說話間,白道昕手上兩枚回春符當中的一枚已是化作點點光絲流入了其體內,王延自然知曉這是白道昕催動內力使用了一枚回春符,隨著回春符效力展開,白道昕傷勢漸複,王延自是處於絕對的下風,可既然知道了對方索求之物,王延又豈會任人宰割?

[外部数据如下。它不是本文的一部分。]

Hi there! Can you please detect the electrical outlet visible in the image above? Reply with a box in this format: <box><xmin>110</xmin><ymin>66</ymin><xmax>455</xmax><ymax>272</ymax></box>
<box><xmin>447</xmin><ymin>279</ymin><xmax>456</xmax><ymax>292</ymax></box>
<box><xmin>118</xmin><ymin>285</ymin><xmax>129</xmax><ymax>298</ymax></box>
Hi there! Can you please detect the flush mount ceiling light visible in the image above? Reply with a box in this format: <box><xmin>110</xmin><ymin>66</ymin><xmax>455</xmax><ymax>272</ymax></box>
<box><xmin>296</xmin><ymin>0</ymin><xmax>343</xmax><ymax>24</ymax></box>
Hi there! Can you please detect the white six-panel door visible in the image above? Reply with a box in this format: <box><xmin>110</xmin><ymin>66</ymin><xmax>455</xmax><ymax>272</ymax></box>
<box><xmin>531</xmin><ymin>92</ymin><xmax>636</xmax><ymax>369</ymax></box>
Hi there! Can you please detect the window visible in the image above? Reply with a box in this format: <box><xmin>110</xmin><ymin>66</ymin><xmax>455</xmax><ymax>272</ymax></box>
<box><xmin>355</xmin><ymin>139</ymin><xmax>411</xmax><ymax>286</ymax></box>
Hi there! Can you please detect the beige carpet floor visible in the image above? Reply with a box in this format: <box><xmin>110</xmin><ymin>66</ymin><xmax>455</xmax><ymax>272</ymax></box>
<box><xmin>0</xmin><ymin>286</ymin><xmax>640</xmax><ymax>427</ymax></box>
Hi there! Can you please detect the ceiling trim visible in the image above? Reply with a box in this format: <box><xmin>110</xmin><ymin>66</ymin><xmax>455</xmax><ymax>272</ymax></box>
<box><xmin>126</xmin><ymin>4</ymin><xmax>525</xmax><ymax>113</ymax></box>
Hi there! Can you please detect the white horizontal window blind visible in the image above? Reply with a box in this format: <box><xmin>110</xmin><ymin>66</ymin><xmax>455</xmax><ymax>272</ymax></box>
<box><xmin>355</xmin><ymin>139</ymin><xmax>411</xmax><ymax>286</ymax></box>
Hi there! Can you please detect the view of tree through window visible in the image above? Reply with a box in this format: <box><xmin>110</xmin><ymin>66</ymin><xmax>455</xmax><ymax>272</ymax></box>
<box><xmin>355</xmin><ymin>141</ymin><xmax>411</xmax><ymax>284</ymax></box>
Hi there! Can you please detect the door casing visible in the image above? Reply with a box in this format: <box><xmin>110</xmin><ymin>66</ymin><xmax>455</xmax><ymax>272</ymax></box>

“我以為你白道昕作為北勝州年輕一輩第一人,更被無數玩家譽為第一大手,自該是堂堂正正光明磊落,卻不想也會學那趁人之危的小人手段,當真可笑!”
王延沒有直接回應,反倒是出言譏諷白道昕,白道昕終究還是年紀輕,一聽王延此話,登時滿臉怒色就想說什麽,不過王延不待其開口,卻是又道:“你所要的那門功法名為‘清虛元胎訣’,乃我自創並非傲劍山莊所有,我可以教給你,但是我隻接受公平交換,這是一個武者的尊嚴所在,我王延不接受任何威脅!”
王延這番話說的實際上有些色厲內荏,隻是白道昕不了解他,否則單憑王延故意將‘清虛劍胎訣’說成‘清虛劍胎訣’便可知曉王延用心,她畢竟年紀輕,心思還嫩了些,目光閃動幾下後,道:“何為公平?”
“我傳你清虛元胎訣,而你助我脫困,除此外還需將形意拳精義傳授於我,如此我也可說服自己此乃武學交流,以免產生心障。”
王延虛虛實實的說著,一方麵顯得將自創功法看的極重,一方麵又是獅子大張口,不過仔細說來,白道昕並不吃虧,畢竟形意拳精義她口述即可,甚至可以暗中做些手腳,而王延要將清虛元胎訣教給她,卻是要頗費些手腳,至於那枚回春符乃至白道昕可能的出手就權當做添頭。
“你想要形意拳精義?”
白道昕顯得很意外,不過她也沒多深想,隻覺如此交換自己並不吃虧,不由道:“好!但你需立下心魔誓約,待此番脫困後,便與我前往淨月宗,待你到了淨月宗我就將形意拳精義傳授給你,而你則口述‘清虛元胎訣’由我淨月宗的靈篆師刻錄秘笈。”